The Greenfield Effect

reuben j. strayer

5.22.00

The Greenfield Effect is named for Lucas Greenfield, an old friend of mine. Lucas is full grown at about five foot two, and this has shaped his personality in dramatically bad ways. The first thing you think when you meet Lucas is, "Gosh, this guy is sure short."

There is no way that growing up and having that impression on everyone you meet will not basically affect how you perceive yourself and the world. Some short guys deal with it by pursuing athletics, I guess because that is virile enough to mitigate their feminine stature. In fact, the athletic endeavor most often pursued by short men is weightlifting, so that you don't need to be competing with him to know how virile he is when he bursts out of his too-small shirts. These men drive big trucks and drink lots of beer. Another way to handle shortmanness is to prove your validity by excelling at school (of course when I say "prove your validity" I mean prove your validity to yourself), hence all the short geniuses. A third way is to exert all your energy chasing women and thereby substantiate your self worth in the way of most taller men.

Lucas utilized none of these strategies and, as far as I can tell, did not come up with one of his own. As a result, he thinks very little of himself and has an unusually desperate thirst for the positive evaluation of others to fill his dry well of self-esteem.
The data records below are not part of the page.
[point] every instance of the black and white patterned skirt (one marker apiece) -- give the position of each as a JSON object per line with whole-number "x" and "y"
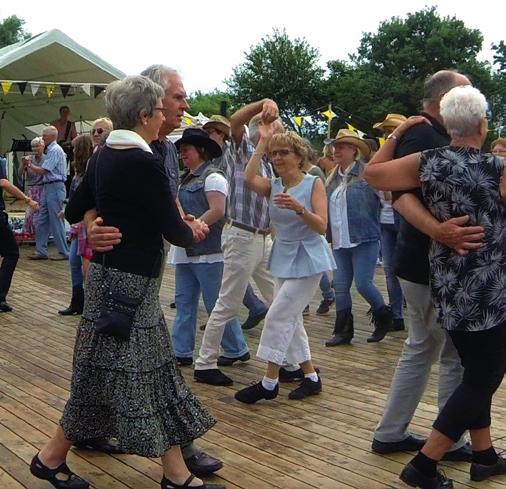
{"x": 130, "y": 390}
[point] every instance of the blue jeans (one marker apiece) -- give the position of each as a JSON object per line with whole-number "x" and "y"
{"x": 254, "y": 305}
{"x": 191, "y": 280}
{"x": 51, "y": 203}
{"x": 326, "y": 288}
{"x": 357, "y": 264}
{"x": 76, "y": 265}
{"x": 388, "y": 242}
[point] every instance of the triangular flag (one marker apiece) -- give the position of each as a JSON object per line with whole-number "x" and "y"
{"x": 329, "y": 114}
{"x": 97, "y": 90}
{"x": 351, "y": 128}
{"x": 64, "y": 90}
{"x": 86, "y": 89}
{"x": 298, "y": 120}
{"x": 50, "y": 90}
{"x": 6, "y": 86}
{"x": 22, "y": 87}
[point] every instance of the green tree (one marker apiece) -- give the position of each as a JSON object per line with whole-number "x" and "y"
{"x": 387, "y": 72}
{"x": 208, "y": 103}
{"x": 12, "y": 31}
{"x": 283, "y": 69}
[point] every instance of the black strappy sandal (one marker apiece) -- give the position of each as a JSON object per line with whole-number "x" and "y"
{"x": 39, "y": 470}
{"x": 167, "y": 484}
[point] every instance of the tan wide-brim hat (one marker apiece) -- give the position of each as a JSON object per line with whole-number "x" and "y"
{"x": 391, "y": 120}
{"x": 349, "y": 137}
{"x": 220, "y": 123}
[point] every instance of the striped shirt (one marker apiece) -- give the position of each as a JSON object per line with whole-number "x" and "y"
{"x": 244, "y": 205}
{"x": 55, "y": 164}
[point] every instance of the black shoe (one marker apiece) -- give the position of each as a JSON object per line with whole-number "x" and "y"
{"x": 4, "y": 307}
{"x": 398, "y": 324}
{"x": 252, "y": 321}
{"x": 324, "y": 306}
{"x": 382, "y": 321}
{"x": 307, "y": 388}
{"x": 212, "y": 376}
{"x": 462, "y": 454}
{"x": 343, "y": 329}
{"x": 293, "y": 376}
{"x": 203, "y": 464}
{"x": 54, "y": 476}
{"x": 104, "y": 445}
{"x": 409, "y": 444}
{"x": 167, "y": 484}
{"x": 481, "y": 472}
{"x": 414, "y": 478}
{"x": 255, "y": 392}
{"x": 227, "y": 361}
{"x": 184, "y": 361}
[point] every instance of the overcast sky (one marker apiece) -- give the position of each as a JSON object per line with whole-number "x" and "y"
{"x": 205, "y": 39}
So thirsty is Lucas that no matter how impressive he may be he can never drink his fill of adulation, so what Lucas does and says is only and exactly what he thinks will garner your approval. He reliably lies, misleads, and acts to portray himself as more impressive than he is, obliterating whatever personality might be underneath.

While the psychology of being short is interesting in its own right, I describe my version of it here because it accounts for Lucas's behavior, which is fiercely annoying. I was fiercely annoyed by Lucas but often found myself in his company, and after a while I noticed it: It didn't matter what Lucas said or did, I was annoyed by it. I was annoyed by it not because what he said or did was inherently annoying, but because it was Lucas saying and doing.

What happened was that at some point I made an unconscious decision about Lucas, and that was that he is annoying. Not that he sometimes acts in an annoying way or that he is being annoying today but that he IS ANNOYING, period. I to a large degree closed my mind to revising my opinion of Lucas and thereby stopped hearing or seeing him. And that is the Greenfield Effect, it is closing the book on somebody so that your judgment is beyond amendment.

The Greenfield Effect is a common unconscious strategy in handling people, likely all of us have been on both ends of it. It is related to prejudice but it is not prejudice because the Greenfield Effector is not prejudging, rather she is not judging at all; she turns off judgment or really postjudges. As you acquaint yourself with a companion, prejudice wanes while the Greenfield Effect waxes. The result of both, however, is that insofar as you prejudge or postjudge, your companion's personality is less available to you.